Customer experience aside, a leading indicator – or input – that defines long-term success for retailers is the willingness to invest in the business.
Our annual research at The Navio Group mirrors findings from past years that show how leading retailers tend to invest more than their peer set. Retailers that invest, through capital expenditures (CapEx), outperform the market as measured by revenue and stock price growth – a vote on business performance by investors.
What can we take away from the research? Applying the findings to turnaround scenarios is instructive.
Turnarounds: Focus on revenue with improved execution and investments in customer experience
Perhaps the greatest retail turnaround in recent memory was orchestrated by Hubert Joly at the helm of Best Buy. His appointment was roundly criticized by the press and investors alike at the time, but his turnaround of a struggling business is now a textbook example of how to reinvigorate a struggling consumer business.
So, how did Joly succeed?
According to Joly: “Turnaround success is not about taking cost out but about growing revenue right away.”
Among its many different initiatives during its “Renew Blue” turnaround, the company removed barriers to purchase for customers, such as price matching competitors, to ensure Best Buy would not be beat on price. While obvious perhaps in hindsight, margin deterioration was a major concern for retailers, such as Best Buy, affected by showrooming.
Best Buy also started shipping products to customers directly from stores – a novel concept at the time – and freed up cash through “non-salary costs” by working with vendors to reduce damages on shipped flat-screen TVs, for example.
Joly’s approach mirrors the findings from Harvard Business School’s research on companies that “roar out of recessions“: they focus on improved customer experience and deliver operational efficiency. Though Joly did not take the helm during an economic recession, the environment at Best Buy was similar to a recession (shrinking business and loss of customers), so it is interesting to note the same pattern of successful actions.
On the customer experience side, Best Buy also made significant investments in its stores through remodels and investing alongside vendors to develop “store within a store” concepts that are now ubiquitous for many large retailers. The company’s upgraded supply chain and technology enhancements drove improved customer experiences to simplify shopping. The long-term success of the company would not have happened without these critical investments.
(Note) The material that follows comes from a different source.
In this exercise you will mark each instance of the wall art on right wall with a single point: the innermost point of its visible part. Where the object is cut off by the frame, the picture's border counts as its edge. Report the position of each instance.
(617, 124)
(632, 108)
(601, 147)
Best Buy’s success underscores the importance of Hubert Joly’s commitment to investing in the business, including enhancements in operational efficiency, to gain rapid sales growth during his tenure as CEO.
Bed Bath & Beyond: Cautionary tale for focusing on margin during turnaround
In contrast to Hubert Joly’s turnaround at Best Buy stands Bed Bath & Beyond’s recent strategy which did not have the intended impact and resulted in a shakeup of the C-Suite.
Bed Bath & Beyond’s focus on private labels, while pivoting away from national brands, to improve the bottom line was a departure from Joly’s playbook for a retailer with lots of national brands.
Joly’s approach to focusing on sales growth to bring back customers, while partnering with vendors to co-invest in the business, is one that could still bear fruit at Bed Bath. Of note, Interim CEO Sue Gove recently decided to eliminate some of the private labels and move back to more national brands, signaling a similar sentiment.
Bed Bath’s prior strategy also included significant cash to repurchase shares; this financial outlay could have been an opportunity to fund CapEx initiatives to enhance the customer experience and accelerate further business investments. However, the share repurchases were a drain on resources as the organization recently signaled it is cash-strapped, presenting a challenge to further investments in the business.
The juxtaposition of Bed Bath with Best Buy is a distillation of two different retail turnaround outcomes, but the research and anecdotes point to similar conclusions. Retailers that choose to invest more in the business tend to see sustained long-term success, particularly related to revenue – a key indicator of consumer shopping preference.
What other takeaways do you draw from the data and these two recent turnaround case studies?